But the ultimate problem isn't the missing data but the premise. If monetary policy is effective, we shouldn't see much of a correlation between interest rates and housing starts because, by the nature of the Fed, interest rates should be low during recessions. That's one of the jobs of the Federal Reserve: keep unemployment low.
There's any number of appropriate variables you can pick to factor in market conditions but let's look at the big one: civilian unemployment. Here's the graph with civilian unemployment thrown in:
Unfortunately, it's hard to tell much from this but a regression can help. With change in interest rates AND unemployment predicting housing starts, we get:
- Unemployment
- Coefficient: -100.6
- T-Stat: -11.48 (statistically significant)
- Interest rate
- Coefficient: -22.7
- T-Stat: -5.91 (also statistically significant)
- R-squared: 0.202 (now we're explaining over 20% of the variation!)
I didn't remove that transformation when I ran the regression. Thus the negative coefficient means positive correlation between interest rates and housing starts. So despite the incomplete approach by his critics, Krugman still appears to be wrong.

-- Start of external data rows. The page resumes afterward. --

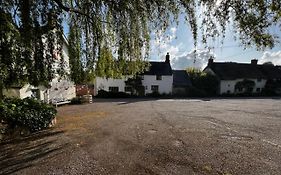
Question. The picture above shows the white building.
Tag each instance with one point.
(110, 85)
(231, 73)
(158, 78)
(60, 88)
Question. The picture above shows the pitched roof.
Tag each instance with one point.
(231, 70)
(181, 78)
(159, 68)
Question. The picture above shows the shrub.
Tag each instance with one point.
(27, 113)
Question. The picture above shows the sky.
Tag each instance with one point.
(179, 43)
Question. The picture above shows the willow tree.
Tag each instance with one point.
(116, 30)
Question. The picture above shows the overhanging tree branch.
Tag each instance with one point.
(68, 9)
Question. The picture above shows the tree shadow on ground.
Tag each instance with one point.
(21, 153)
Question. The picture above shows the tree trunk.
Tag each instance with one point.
(1, 91)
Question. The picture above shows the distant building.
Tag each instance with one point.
(110, 85)
(232, 75)
(60, 89)
(181, 82)
(158, 78)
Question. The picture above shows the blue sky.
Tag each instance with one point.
(179, 43)
(177, 40)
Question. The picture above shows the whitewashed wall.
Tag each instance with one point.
(104, 84)
(60, 90)
(165, 85)
(25, 91)
(229, 85)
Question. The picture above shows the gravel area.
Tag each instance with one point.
(150, 136)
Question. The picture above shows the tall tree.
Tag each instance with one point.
(121, 28)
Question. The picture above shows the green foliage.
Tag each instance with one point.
(205, 84)
(28, 113)
(116, 31)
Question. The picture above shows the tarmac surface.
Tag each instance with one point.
(150, 136)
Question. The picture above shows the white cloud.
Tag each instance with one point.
(198, 60)
(274, 57)
(163, 43)
(180, 57)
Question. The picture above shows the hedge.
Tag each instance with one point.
(28, 113)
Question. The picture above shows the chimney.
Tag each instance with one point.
(167, 58)
(254, 61)
(210, 61)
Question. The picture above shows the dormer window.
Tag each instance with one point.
(158, 77)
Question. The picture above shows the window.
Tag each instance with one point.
(128, 89)
(154, 88)
(113, 89)
(35, 93)
(158, 77)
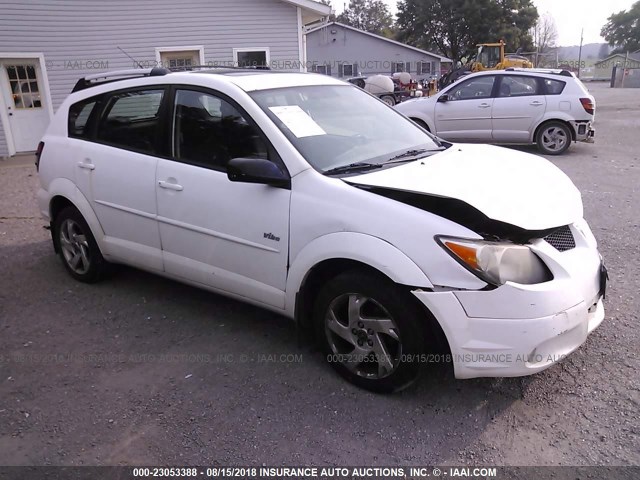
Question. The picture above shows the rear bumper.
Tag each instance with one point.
(584, 132)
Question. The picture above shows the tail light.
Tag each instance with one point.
(588, 105)
(38, 153)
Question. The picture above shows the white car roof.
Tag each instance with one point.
(246, 79)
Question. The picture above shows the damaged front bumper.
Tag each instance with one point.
(515, 330)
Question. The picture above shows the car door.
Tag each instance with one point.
(463, 113)
(518, 108)
(228, 235)
(116, 169)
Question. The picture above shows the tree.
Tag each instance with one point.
(604, 51)
(369, 15)
(622, 29)
(454, 27)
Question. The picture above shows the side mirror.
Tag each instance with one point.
(257, 170)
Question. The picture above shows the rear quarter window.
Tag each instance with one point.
(79, 115)
(553, 87)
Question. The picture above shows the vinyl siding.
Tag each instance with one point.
(4, 150)
(81, 37)
(373, 55)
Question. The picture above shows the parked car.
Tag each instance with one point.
(307, 196)
(550, 108)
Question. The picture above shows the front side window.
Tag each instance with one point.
(517, 86)
(131, 120)
(208, 131)
(79, 114)
(553, 87)
(337, 125)
(474, 88)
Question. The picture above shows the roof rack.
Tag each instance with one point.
(556, 71)
(114, 76)
(187, 68)
(108, 77)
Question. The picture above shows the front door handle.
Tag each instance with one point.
(86, 165)
(170, 186)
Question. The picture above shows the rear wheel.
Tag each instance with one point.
(370, 330)
(78, 249)
(553, 138)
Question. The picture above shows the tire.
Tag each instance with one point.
(553, 138)
(371, 331)
(389, 100)
(77, 247)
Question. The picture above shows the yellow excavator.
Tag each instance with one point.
(490, 56)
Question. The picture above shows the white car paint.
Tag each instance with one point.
(498, 119)
(486, 184)
(212, 233)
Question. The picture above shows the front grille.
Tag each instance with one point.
(562, 239)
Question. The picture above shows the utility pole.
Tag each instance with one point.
(580, 51)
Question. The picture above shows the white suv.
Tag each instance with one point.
(550, 108)
(307, 196)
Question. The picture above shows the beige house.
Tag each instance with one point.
(604, 68)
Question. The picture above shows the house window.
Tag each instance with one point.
(24, 86)
(323, 69)
(179, 57)
(424, 68)
(401, 67)
(251, 57)
(347, 69)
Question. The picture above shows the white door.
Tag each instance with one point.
(517, 109)
(466, 115)
(228, 235)
(21, 85)
(116, 171)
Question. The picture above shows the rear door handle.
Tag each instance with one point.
(86, 165)
(170, 186)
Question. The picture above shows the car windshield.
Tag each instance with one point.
(335, 126)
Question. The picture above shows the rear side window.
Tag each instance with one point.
(131, 120)
(553, 87)
(208, 131)
(79, 114)
(517, 86)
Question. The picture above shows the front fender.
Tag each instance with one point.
(360, 247)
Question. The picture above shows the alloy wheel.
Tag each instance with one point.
(363, 336)
(75, 247)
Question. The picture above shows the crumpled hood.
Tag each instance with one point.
(504, 184)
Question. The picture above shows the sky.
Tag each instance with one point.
(570, 16)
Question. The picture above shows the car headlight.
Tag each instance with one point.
(497, 262)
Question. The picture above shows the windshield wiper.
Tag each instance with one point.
(352, 167)
(410, 155)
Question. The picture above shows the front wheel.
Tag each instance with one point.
(370, 330)
(553, 138)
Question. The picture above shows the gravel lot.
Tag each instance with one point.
(142, 370)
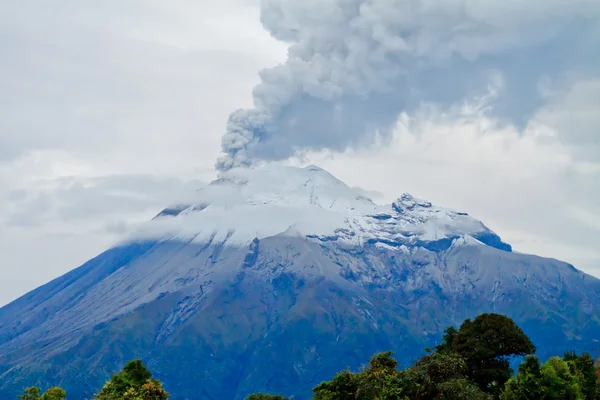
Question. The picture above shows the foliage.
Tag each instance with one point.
(33, 393)
(134, 382)
(469, 363)
(262, 396)
(486, 344)
(584, 367)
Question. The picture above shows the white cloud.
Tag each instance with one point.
(524, 183)
(110, 109)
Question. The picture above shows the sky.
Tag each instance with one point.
(112, 110)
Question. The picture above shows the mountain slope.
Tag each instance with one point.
(274, 279)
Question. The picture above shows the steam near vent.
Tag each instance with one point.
(354, 65)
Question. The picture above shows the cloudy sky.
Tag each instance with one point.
(114, 109)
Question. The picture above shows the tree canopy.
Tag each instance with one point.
(470, 363)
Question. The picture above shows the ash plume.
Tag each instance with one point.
(354, 65)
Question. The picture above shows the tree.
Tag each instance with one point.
(33, 393)
(486, 344)
(343, 386)
(54, 393)
(558, 382)
(134, 382)
(584, 367)
(440, 375)
(262, 396)
(527, 384)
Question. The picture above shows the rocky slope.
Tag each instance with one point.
(273, 279)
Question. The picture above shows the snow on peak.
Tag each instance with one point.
(248, 203)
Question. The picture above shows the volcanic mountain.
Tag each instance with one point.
(275, 278)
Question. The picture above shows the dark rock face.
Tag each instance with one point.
(218, 321)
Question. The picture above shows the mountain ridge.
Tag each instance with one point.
(271, 265)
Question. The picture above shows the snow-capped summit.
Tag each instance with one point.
(272, 279)
(248, 203)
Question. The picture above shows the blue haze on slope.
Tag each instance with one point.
(215, 319)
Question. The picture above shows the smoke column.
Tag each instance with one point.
(354, 65)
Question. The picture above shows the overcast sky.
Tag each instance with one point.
(111, 110)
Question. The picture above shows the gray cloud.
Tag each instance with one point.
(353, 65)
(102, 202)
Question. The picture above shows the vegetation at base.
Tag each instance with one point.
(470, 363)
(134, 382)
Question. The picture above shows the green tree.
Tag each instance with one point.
(262, 396)
(584, 367)
(558, 382)
(54, 393)
(527, 384)
(33, 393)
(134, 382)
(486, 344)
(440, 375)
(343, 386)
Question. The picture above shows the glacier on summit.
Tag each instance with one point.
(248, 203)
(273, 279)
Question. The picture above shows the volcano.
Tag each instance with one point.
(275, 278)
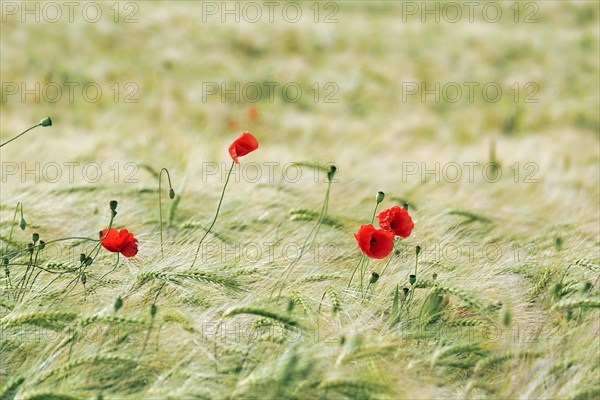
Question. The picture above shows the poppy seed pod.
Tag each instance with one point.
(331, 172)
(412, 279)
(374, 277)
(586, 287)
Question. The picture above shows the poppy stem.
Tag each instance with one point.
(160, 204)
(216, 214)
(391, 256)
(312, 235)
(374, 212)
(360, 260)
(20, 134)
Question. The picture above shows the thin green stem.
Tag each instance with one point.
(216, 214)
(312, 235)
(160, 204)
(20, 134)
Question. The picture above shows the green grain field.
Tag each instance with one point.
(485, 123)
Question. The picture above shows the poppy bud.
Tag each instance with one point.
(412, 279)
(118, 304)
(331, 172)
(586, 287)
(557, 290)
(558, 243)
(506, 317)
(374, 277)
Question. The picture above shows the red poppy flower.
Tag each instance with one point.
(396, 220)
(243, 145)
(375, 243)
(119, 242)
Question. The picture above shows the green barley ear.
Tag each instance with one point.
(506, 317)
(118, 304)
(395, 314)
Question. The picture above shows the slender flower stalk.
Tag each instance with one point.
(216, 214)
(312, 235)
(45, 122)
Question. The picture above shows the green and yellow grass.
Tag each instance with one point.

But don't throw out the demand curve just yet. New housing starts don't just respond to monetary policy; monetary policy responds to new housing starts. It is the classic causation problem that comes up in statistical analysis, especially regressions.
This is why theory is so important; it just makes too much sense that as interest rates fall, people will want to borrow more. Untangling all the effects to demonstrate that is indeed the case--and to what degree that's the case--cannot be done with something as simple as a correlation coefficient.